Il avait monté pour elles une petite école en Haute-Savoie, Marie Pantalon, du nom d’une héroïne savoyarde. Le matin, il donnait des cours d’enseignement général, il avait été instituteur de 1960 à 1968. L’après-midi, il leur apprenait le théâtre. Patrick Font rêve encore de son «petit nuage»: «C’était un paradis en montagne, avec l’euphorie, l’amour, le théâtre, les petits mots sur les paquets de cigarettes, tout le monde s’en souvient.» Et la nuit? Le président voudrait savoir si, chaque soir, dans la grande salle qui servait de dortoir aux élèves et à leur professeur, il choisissait une élue: «C’est vrai ou c’est faux?» «C’est vrai et c’est faux», répond Patrick Font: «Certains soirs, une jeune fille me demandait: est-ce que je peux dormir avec toi? D’autres soirs, c’est moi qui allait m’allonger auprès d’une autre. Avant de se coucher, c’était: «Qui fait des massages à qui? Qui vient dormir avec qui? Je suis allé dormir à côté de tout le monde, c’était tout le monde avec tout le monde.»

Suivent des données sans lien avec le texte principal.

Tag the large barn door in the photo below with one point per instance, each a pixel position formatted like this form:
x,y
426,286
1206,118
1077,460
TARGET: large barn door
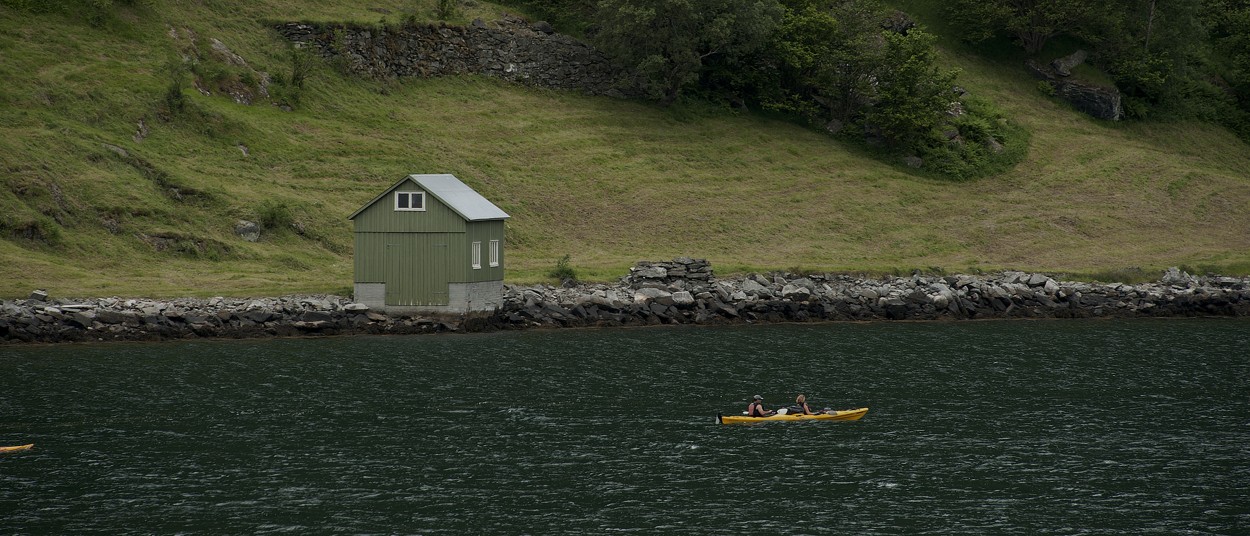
x,y
416,269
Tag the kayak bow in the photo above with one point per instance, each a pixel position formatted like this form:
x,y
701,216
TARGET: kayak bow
x,y
841,415
16,449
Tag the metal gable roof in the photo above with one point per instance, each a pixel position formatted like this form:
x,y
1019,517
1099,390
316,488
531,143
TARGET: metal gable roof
x,y
453,193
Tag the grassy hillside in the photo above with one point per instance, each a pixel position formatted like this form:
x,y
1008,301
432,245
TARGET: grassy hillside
x,y
88,208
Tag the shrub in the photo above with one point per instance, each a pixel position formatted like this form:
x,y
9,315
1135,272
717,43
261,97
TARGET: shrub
x,y
563,271
274,215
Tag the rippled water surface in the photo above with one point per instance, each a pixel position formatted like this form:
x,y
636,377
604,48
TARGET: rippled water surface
x,y
975,427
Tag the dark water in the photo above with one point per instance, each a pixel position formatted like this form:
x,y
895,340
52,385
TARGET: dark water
x,y
975,427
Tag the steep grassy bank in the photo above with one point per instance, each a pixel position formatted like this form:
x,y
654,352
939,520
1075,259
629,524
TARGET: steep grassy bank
x,y
601,180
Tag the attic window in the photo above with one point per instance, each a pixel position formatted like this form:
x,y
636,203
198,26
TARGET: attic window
x,y
409,200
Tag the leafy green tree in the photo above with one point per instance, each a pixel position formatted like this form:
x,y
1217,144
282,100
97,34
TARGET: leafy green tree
x,y
669,41
828,54
913,91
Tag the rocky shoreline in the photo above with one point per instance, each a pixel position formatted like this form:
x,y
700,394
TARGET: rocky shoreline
x,y
679,291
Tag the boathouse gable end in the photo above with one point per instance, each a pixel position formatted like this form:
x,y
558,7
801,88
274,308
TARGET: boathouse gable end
x,y
429,244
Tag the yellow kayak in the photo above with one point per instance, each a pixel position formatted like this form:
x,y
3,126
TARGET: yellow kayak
x,y
840,415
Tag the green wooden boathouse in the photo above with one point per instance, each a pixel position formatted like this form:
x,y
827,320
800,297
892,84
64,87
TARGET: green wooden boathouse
x,y
429,244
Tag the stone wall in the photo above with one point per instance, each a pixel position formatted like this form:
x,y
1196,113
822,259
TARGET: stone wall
x,y
508,49
789,297
681,291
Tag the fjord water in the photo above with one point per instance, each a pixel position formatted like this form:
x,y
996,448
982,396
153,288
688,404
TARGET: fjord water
x,y
975,427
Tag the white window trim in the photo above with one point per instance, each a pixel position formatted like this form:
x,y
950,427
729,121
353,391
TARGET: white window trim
x,y
410,210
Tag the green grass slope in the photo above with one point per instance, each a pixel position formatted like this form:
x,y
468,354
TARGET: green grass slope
x,y
88,208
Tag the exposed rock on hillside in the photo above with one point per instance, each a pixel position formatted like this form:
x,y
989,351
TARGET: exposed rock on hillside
x,y
1101,103
510,49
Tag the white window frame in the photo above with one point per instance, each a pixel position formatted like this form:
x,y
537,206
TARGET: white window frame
x,y
410,195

«Pas de show-biz.» L’auteur- compositeur reconnaît les caresses, mais nie avoir fait subir aucune violence aux enfants. Il n’insistait pas. Quand il arrivait qu’une fillette repousse la main qui se glissait sous le duvet, il ne la renvoyait pas de l’école. «Je sais que ça se fait dans le show-biz, mais là on ne faisait pas de show-biz.» Les élèves avaient-elles peur de tomber en disgrâce? Avait-il trop d’emprise? «De l’emprise, de l’autorité, il en faut pour diriger une troupe», répond Patrick Font qui sort de sa poche un grand mouchoir blanc. Il enfouit son visage, pleure: «En prison, je suis Dutroux, un violeur d’enfant», il se mouche, proteste: «Je ne suis pas un assassin.» Le président lui rappelle qu’il a vanté, à la radio et dans ses livres, l’amour avec les enfants. «J’ai dit n’importe quoi, histoire de faire effet dans le public.» Le président le coupe: «Pour vous, il y a les faits!» «Lettres d’amour.» Agnès a 19 ans aujourd’hui. Elle est partie civile. «Ma princesse du désert», lui écrivait Patrick Font en lui parlant de ses «cuisses prometteuses». «C’était des lettres d’amour», convient le prévenu, «je me laissais aller à mon lyrisme habituel». Clémence, partie civile, a eu des relations sexuelles complètes avec lui: «Tout ce que je souhaite c’est qu’il n’y ait pas de séquelles», dit-il. Et Mélodie. «Ah, Mélodie. Il y avait une relation intense entre elle et moi. Elle me disait qu’elle m’aimait, je lui disais que je l’aimais, je me prenais peut-être pour un émir au milieu de son harem.» Le procureur corrige, c’est le sultan qui choisit ses femmes dans le harem.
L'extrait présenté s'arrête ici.